Pendant des semaines, la Maison-Blanche avait courtisé une poignée de sénateurs républicains et démocrates modérés qui détiennent aujourd'hui le pouvoir de bloquer, ou de sauver, ses grands projets. Peine perdue. «J'ai accepté la demande de Neera Tanden de retirer» sa candidature, a annoncé Joe Biden dans un communiqué.

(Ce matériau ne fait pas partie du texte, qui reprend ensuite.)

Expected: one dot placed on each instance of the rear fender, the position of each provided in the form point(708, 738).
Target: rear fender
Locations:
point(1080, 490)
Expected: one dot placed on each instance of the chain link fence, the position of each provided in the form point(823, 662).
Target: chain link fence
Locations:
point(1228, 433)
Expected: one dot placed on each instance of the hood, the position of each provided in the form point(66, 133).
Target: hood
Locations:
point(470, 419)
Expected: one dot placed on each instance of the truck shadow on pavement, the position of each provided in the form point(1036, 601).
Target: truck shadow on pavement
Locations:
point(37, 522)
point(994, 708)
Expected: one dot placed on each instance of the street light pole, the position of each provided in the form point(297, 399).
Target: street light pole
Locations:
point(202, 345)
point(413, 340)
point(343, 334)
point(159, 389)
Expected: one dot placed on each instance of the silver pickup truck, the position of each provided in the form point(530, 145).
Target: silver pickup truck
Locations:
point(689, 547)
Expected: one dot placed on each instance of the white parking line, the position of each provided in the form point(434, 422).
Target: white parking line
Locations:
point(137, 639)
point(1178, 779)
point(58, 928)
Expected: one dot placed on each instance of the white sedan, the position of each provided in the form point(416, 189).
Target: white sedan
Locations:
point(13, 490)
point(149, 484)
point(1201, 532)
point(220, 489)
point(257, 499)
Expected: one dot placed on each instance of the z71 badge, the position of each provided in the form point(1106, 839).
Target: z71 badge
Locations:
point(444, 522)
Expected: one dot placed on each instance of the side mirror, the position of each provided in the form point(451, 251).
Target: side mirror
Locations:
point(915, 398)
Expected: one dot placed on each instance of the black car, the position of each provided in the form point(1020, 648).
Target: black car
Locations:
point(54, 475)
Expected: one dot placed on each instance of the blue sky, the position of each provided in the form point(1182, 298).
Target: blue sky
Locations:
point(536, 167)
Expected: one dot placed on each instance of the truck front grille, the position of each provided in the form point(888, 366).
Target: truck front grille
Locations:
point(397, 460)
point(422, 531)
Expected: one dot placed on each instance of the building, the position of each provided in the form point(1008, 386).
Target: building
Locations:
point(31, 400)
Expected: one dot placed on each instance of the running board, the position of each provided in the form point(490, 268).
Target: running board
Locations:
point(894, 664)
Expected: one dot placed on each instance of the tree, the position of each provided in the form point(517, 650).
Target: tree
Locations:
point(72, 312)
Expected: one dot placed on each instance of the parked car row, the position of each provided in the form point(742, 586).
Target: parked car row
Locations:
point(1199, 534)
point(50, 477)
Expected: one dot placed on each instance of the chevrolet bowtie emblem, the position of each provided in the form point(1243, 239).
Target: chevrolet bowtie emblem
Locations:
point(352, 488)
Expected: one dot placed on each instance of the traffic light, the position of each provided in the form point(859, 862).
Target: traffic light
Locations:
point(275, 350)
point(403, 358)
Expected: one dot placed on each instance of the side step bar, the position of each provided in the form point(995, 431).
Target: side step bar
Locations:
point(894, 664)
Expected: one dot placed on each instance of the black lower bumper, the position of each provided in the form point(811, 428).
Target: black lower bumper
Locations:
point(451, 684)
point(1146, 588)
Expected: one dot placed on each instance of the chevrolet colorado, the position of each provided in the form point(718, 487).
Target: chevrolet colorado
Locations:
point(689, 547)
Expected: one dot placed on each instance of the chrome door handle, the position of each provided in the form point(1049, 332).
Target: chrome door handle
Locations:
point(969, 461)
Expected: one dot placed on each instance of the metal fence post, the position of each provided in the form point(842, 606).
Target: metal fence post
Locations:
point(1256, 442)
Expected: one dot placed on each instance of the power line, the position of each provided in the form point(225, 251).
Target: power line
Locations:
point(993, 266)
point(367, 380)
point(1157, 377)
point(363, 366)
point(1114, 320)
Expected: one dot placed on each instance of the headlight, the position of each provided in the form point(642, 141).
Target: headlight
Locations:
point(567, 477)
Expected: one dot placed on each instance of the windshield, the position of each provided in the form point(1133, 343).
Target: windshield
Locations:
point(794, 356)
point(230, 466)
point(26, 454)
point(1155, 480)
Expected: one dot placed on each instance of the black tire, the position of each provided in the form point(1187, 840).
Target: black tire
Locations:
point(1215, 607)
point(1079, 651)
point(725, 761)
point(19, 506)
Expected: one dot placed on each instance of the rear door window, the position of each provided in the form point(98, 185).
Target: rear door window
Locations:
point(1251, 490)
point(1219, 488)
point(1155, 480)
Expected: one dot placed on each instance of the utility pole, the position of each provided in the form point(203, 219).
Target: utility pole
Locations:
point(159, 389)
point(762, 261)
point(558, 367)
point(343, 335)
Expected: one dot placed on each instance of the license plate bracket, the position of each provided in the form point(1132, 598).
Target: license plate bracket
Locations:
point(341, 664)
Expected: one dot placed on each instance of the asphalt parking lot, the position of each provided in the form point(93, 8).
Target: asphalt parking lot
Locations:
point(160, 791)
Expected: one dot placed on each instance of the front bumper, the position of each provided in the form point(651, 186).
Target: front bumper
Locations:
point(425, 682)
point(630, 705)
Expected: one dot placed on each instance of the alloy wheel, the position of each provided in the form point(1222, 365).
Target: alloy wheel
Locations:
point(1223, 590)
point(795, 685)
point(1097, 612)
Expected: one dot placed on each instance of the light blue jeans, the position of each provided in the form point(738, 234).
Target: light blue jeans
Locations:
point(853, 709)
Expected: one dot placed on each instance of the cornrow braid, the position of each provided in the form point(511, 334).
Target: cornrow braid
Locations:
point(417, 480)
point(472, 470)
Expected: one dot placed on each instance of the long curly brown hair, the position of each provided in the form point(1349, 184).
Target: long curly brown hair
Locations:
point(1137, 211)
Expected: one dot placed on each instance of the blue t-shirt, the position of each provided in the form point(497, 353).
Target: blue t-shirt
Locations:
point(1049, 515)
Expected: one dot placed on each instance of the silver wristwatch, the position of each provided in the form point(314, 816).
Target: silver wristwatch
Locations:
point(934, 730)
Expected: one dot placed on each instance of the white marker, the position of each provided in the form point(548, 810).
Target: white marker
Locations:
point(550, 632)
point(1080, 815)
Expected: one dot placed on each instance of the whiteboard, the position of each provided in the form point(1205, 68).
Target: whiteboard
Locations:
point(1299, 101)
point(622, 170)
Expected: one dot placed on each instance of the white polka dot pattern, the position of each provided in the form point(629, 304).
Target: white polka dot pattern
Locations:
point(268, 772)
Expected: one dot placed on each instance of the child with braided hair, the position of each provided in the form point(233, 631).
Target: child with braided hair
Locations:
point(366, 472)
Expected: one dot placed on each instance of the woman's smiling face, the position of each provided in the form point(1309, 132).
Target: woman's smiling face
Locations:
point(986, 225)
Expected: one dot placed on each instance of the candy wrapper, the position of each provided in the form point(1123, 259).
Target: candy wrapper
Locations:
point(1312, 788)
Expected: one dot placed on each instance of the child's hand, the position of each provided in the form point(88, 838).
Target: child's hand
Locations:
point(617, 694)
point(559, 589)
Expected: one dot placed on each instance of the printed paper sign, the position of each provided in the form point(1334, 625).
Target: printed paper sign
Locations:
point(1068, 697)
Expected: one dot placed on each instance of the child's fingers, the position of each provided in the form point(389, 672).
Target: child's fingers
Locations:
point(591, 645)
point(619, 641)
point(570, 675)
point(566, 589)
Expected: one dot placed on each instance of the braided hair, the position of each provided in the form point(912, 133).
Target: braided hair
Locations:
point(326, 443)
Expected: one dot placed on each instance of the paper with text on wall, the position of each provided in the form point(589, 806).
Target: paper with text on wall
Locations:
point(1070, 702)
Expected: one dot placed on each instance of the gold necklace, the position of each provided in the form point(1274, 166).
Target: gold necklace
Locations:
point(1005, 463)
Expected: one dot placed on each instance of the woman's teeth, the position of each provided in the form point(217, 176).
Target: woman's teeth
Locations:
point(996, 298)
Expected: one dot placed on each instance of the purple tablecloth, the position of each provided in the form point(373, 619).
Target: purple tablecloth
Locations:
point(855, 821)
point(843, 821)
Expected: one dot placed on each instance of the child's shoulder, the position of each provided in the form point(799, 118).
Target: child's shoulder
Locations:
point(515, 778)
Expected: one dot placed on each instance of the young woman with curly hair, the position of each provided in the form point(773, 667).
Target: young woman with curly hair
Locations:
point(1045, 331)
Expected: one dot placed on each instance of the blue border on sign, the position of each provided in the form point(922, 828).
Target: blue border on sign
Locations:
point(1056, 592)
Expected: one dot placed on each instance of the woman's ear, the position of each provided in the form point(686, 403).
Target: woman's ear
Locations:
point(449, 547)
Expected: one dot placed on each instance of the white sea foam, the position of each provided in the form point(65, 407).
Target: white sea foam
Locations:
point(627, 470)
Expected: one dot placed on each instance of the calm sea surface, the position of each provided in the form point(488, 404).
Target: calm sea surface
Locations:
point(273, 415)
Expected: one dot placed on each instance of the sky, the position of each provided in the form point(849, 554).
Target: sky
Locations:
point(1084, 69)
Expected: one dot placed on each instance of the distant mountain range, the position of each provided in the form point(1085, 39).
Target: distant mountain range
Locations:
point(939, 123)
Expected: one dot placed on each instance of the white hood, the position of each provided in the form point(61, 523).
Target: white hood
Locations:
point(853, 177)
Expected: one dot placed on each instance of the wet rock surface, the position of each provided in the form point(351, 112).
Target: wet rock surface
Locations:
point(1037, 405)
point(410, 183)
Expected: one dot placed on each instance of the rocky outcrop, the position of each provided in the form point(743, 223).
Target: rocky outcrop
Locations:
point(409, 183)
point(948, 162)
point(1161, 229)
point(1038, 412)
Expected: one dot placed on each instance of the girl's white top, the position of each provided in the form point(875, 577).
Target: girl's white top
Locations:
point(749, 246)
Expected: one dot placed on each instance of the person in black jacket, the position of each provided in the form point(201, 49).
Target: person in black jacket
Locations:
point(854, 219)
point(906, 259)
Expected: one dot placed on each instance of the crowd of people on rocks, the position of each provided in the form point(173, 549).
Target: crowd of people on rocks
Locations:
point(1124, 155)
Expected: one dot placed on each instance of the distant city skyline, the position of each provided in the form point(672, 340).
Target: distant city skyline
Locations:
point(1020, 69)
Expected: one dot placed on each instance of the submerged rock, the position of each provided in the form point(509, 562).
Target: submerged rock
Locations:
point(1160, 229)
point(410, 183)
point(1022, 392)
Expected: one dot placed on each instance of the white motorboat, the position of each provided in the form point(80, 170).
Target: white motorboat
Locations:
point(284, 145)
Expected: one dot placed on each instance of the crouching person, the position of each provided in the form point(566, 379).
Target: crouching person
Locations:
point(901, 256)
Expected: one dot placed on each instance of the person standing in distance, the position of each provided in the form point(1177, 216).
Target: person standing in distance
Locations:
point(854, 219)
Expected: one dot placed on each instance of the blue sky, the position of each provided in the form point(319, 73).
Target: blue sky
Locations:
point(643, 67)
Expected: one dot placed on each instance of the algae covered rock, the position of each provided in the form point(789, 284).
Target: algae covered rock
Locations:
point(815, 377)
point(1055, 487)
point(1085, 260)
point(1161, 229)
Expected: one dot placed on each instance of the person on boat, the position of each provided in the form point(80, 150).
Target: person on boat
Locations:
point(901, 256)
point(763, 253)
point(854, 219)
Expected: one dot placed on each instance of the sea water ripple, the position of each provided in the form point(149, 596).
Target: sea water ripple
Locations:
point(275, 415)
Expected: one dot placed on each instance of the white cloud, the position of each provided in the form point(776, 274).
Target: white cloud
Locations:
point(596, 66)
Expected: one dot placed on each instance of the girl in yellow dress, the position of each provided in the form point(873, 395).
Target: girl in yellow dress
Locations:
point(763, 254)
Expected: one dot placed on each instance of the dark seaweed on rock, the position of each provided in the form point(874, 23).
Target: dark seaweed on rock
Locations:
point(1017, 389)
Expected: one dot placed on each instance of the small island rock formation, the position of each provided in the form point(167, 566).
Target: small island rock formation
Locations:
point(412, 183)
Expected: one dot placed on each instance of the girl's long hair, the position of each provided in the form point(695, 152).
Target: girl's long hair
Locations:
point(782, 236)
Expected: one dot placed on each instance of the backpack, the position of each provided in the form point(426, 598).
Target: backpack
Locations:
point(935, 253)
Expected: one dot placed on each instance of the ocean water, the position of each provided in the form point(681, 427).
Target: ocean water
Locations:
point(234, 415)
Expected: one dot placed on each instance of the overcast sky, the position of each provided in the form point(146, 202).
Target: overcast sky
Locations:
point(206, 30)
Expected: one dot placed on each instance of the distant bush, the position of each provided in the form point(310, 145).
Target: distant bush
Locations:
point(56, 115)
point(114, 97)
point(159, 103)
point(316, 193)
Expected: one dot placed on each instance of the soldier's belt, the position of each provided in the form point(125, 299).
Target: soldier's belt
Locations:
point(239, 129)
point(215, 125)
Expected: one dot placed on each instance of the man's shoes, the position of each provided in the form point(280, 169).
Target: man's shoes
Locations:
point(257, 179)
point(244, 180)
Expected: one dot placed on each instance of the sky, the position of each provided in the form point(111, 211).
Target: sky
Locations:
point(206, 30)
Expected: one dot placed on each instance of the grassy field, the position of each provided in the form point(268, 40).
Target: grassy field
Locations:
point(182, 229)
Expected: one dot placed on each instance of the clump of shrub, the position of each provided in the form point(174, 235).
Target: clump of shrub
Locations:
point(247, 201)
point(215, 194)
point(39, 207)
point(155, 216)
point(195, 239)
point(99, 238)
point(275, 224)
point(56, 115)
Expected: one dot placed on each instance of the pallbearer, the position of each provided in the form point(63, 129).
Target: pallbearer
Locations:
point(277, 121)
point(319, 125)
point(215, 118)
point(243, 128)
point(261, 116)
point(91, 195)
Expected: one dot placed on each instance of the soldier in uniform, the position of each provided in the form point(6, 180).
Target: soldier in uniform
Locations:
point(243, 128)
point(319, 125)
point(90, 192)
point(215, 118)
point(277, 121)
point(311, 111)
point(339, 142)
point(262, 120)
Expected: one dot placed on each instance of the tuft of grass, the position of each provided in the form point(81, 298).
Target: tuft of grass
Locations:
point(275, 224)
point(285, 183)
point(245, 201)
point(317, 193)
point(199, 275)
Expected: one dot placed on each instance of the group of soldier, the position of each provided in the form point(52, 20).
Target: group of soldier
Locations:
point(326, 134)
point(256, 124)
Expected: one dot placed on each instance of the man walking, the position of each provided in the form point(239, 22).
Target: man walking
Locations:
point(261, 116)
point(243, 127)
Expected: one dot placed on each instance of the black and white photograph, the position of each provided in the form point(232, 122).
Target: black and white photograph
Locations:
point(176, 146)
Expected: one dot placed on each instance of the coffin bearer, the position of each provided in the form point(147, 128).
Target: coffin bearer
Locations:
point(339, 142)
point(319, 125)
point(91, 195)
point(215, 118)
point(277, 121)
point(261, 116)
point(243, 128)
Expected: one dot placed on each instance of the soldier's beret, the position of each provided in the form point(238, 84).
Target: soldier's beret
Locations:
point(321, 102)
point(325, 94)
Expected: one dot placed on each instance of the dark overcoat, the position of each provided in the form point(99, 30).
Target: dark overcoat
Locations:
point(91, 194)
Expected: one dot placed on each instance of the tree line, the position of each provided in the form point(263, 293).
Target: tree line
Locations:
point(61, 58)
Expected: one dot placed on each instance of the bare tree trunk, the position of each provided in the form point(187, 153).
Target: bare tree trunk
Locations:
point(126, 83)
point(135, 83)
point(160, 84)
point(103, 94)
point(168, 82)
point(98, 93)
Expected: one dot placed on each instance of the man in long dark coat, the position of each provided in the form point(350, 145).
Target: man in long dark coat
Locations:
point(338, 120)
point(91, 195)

Le démocrate Joe Manchin a condamné ses chances
Des sénateurs républicains mais aussi un démocrate s'étaient ouvertement déclarés contre son arrivée au poste de directrice du Bureau de la gestion et du budget à la Maison-Blanche (OMB), un service très puissant, notamment chargé de développer le budget voulu par le président.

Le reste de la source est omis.